Netflix lost fewer subscribers than feared in the last quarter, and reported a significant decline in the number of members overall – but only after warning would it suffer from a more dramatic drop.
Earlier this year, Netflix reported its first decline in membership in more than a decade – a fall that should herald an even deeper chunk of subscriptions now. Butstill the world’s dominant streaming video subscription service, said subscribers fell by 970,000 to 220.67 million in total in April to June, according to the second quarter report on Tuesday.
It’s still the deepest drop in membership the company has ever reported, but it beats Netflix’s April guidance that it would lose 2 million members worldwide. (On average, analysts generally matched their estimate with Netflix’s guidance, according to a Refinitive survey.)
It’s “tough, in some ways, to lose 1 million and call it success,” Netflix co-CEO Reed Hastings said late Tuesday in a recorded discussion of the results. “But really, we are set up very well for next year.”
Nevertheless, Netflix’s outlook for the third quarter fell short of analysts’ expectations, and Netflix predicted that it would have 1 million members versus the consensus estimate for an increase of 1.8 million subscribers.
Investors still welcomed the news, after the Netflix share price has been beaten this year. In the last trade before the market on Wednesday, the Netflix share was up 4% to 209.72 dollars. But the stock has lost two-thirds of its value so far this year, as Netflix’s sudden shrinking membership has undermined Wall Street’s status, just as it has weakened Hollywood’s confidence in streaming as the engine of the TV future.

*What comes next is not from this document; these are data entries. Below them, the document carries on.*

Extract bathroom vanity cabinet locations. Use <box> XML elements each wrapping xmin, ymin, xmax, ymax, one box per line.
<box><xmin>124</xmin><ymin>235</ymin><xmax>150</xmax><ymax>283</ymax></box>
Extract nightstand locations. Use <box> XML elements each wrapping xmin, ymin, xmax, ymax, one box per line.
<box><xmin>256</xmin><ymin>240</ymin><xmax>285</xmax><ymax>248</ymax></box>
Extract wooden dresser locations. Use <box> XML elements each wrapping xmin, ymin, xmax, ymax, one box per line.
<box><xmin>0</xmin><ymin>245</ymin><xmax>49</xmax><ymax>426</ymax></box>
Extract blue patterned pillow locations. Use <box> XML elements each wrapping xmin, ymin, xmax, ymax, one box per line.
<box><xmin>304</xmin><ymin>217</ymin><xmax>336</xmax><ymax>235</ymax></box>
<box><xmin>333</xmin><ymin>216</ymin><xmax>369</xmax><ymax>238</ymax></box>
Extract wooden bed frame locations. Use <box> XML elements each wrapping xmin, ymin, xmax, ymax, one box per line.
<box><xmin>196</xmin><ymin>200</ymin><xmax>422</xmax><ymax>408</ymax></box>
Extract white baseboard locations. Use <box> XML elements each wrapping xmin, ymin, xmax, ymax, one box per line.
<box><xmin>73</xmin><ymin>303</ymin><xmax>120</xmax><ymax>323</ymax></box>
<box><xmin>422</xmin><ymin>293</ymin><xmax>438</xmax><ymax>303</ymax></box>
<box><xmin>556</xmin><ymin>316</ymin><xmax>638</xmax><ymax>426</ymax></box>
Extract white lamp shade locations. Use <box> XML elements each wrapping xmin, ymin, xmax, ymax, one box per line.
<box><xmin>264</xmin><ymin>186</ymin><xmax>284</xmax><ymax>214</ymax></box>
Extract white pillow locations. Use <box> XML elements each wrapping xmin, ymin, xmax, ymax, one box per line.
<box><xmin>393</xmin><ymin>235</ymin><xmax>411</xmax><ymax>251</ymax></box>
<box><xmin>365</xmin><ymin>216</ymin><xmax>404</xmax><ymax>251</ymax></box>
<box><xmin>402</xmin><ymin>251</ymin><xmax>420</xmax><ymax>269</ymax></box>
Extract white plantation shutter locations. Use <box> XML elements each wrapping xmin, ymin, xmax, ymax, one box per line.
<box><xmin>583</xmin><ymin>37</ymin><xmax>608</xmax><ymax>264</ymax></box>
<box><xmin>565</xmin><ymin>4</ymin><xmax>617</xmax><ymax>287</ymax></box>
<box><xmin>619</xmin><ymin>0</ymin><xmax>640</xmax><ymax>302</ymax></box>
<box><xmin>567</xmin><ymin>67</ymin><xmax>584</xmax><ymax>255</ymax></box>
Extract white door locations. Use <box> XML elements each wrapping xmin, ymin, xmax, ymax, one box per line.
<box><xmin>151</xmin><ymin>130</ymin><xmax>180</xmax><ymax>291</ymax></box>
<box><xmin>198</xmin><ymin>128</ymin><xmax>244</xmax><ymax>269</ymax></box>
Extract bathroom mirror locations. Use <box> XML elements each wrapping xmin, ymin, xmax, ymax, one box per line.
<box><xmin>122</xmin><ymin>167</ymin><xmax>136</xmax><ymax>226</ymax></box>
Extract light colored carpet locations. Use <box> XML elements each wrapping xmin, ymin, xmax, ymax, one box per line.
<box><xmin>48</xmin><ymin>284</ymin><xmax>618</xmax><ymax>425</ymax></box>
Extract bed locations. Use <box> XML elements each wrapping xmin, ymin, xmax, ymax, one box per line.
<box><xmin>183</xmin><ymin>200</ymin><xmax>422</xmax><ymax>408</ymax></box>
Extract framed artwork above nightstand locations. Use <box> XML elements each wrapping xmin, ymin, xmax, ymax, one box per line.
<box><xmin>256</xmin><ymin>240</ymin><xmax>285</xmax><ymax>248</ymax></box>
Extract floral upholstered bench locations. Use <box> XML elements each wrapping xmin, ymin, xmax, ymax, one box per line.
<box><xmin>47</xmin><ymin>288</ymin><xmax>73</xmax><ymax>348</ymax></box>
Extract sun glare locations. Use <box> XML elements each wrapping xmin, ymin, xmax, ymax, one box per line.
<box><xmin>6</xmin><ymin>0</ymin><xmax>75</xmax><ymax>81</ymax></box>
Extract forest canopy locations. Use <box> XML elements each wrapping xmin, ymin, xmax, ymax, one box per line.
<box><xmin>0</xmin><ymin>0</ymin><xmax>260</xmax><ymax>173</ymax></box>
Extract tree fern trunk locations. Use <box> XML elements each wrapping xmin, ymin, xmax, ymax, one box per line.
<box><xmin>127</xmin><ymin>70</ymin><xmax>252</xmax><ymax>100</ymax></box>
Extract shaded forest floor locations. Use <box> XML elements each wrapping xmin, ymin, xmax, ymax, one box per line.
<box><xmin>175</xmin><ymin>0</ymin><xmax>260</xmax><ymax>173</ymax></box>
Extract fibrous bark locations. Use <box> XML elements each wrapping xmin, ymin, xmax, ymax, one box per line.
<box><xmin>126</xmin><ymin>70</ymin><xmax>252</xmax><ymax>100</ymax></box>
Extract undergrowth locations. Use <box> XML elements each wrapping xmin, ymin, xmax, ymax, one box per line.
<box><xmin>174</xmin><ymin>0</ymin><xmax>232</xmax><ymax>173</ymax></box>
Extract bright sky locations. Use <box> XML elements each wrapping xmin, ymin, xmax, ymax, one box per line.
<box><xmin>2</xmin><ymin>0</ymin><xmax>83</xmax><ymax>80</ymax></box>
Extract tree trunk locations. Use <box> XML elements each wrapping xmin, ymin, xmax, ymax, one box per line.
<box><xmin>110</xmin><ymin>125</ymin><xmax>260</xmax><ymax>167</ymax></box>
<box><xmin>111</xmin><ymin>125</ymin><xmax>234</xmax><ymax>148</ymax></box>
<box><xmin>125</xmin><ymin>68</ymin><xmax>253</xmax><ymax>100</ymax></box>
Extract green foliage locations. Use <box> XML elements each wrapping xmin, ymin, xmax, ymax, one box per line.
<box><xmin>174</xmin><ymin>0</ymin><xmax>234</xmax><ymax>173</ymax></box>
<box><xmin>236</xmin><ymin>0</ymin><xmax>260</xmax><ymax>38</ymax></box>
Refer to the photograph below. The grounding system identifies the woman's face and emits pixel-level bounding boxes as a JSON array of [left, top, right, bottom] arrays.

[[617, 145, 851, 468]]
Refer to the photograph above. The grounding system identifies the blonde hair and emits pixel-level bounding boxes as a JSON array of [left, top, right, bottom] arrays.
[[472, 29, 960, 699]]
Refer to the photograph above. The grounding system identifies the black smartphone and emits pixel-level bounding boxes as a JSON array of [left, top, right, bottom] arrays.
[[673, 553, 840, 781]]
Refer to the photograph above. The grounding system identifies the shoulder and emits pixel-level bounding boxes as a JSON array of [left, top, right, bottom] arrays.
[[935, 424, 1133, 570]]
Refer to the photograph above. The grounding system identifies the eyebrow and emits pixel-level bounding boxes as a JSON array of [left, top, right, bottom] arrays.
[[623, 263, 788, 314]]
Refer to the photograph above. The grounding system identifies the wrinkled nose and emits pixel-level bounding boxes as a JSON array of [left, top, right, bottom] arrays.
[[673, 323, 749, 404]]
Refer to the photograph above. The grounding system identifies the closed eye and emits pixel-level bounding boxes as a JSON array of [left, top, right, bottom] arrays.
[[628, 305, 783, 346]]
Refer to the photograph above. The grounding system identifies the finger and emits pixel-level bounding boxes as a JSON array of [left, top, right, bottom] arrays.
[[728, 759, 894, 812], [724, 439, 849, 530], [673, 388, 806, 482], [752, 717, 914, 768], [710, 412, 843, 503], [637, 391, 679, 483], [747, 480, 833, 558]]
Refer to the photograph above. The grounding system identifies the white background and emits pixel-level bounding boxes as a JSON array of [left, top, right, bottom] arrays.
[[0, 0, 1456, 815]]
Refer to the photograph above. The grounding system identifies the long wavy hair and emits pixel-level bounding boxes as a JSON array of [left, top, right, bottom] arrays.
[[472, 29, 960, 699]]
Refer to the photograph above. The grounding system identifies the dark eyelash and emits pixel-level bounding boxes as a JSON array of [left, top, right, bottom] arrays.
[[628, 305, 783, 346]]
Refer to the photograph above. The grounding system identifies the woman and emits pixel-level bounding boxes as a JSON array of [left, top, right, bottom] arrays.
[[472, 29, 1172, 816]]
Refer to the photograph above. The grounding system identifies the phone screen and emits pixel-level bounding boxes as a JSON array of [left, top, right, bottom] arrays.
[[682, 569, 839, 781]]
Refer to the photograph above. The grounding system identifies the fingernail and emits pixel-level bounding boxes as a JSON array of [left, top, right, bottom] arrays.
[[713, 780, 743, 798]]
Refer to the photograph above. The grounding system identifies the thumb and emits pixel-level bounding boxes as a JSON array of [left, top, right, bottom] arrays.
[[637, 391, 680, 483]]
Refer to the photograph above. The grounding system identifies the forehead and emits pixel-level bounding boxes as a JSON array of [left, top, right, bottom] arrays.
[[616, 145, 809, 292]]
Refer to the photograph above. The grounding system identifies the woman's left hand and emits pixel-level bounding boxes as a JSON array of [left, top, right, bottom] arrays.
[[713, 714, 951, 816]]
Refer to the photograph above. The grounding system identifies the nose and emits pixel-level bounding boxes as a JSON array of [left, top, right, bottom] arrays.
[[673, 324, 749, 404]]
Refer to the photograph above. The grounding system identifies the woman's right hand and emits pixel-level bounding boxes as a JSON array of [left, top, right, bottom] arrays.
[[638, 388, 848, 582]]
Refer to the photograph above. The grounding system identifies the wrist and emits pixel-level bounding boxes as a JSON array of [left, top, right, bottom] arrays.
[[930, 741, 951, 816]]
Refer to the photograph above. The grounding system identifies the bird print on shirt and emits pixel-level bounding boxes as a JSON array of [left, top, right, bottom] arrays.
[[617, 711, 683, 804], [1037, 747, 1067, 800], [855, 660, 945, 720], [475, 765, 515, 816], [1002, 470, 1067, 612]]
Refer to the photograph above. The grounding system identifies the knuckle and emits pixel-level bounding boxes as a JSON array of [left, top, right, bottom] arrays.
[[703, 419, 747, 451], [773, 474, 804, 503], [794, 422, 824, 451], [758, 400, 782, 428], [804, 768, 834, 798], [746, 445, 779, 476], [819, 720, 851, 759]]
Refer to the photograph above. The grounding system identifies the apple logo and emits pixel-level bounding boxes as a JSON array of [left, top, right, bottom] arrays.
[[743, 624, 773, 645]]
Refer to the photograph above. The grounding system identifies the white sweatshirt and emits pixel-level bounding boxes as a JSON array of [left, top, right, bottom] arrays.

For years, with Netflix’s unstoppable subscriber growth, almost all of Hollywood’s major media companies pushed billions of dollars into their own streaming operations. These so-called power wars led to a wave of new services, including Apple TV Plus, Disney Plus, HBO Max, Peacock and Paramount Plus – a flood of power options that have complicated how many services you have to use (and often, pay for) to watch your favorite shows and movies online.
Now, feeling the heat of increasing competition to keep your attention and your subscription account, Netflix is following strategies that they have been rejecting for years.
First, the company plans to launch cheaper subscriptions supported by advertising, for one. Although Netflix paved the way for streaming TV, the advertising-only strategy has fallen behind industry standards. As new competitors were launched, they created memberships that give viewers like you more options. Most of Netflix’s rivals now have a multi-layered model, which usually offers cheaper memberships with ads, as well as more expensive subscriptions that are ad-free.
And Netflix is also testing password-sharing fees, with the goal of getting more than 100 million households already watching Netflix but not paying for it directly.
Currently, these experiments are limited to Latin America, but Netflix said it plans to roll out a 2023 account sharing fee structure.
Right now it is testing two schemes. In its first, Netflix charges a fee to add more memberships as official “sub” accounts. Then Netflix said they would try a new method from next month, which will charge you to add more “homes” where you can stream Netflix in addition to a primary home, with a limit on how many additional homes you can add depending on of how much you are already paying for Netflix.
Elsewhere in the report, Netflix said that membership in the United States and Canada, the largest single region (so far), was down 1.3 million for a total of 73.28 million. Subscriptions also fell in Europe, the Middle East and Africa, falling by 770,000 to 72.97 million.
But in the Asia-Pacific region, Netflix added 1.08 million subscribers to reach 34.8 million, and in Latin America, the company added slim 10,000 new members for a total of 39.62 million there.
In total, Netflix reported a profit of $ 1.44 billion, or $ 3.20 per share, compared to $ 1.35 billion, or $ 2.97 per share, a year earlier. Revenue rose 8.6% to $ 7.97 billion.
Analysts expected an average earnings per share of $ 2.75 and $ 8.04 billion in turnover.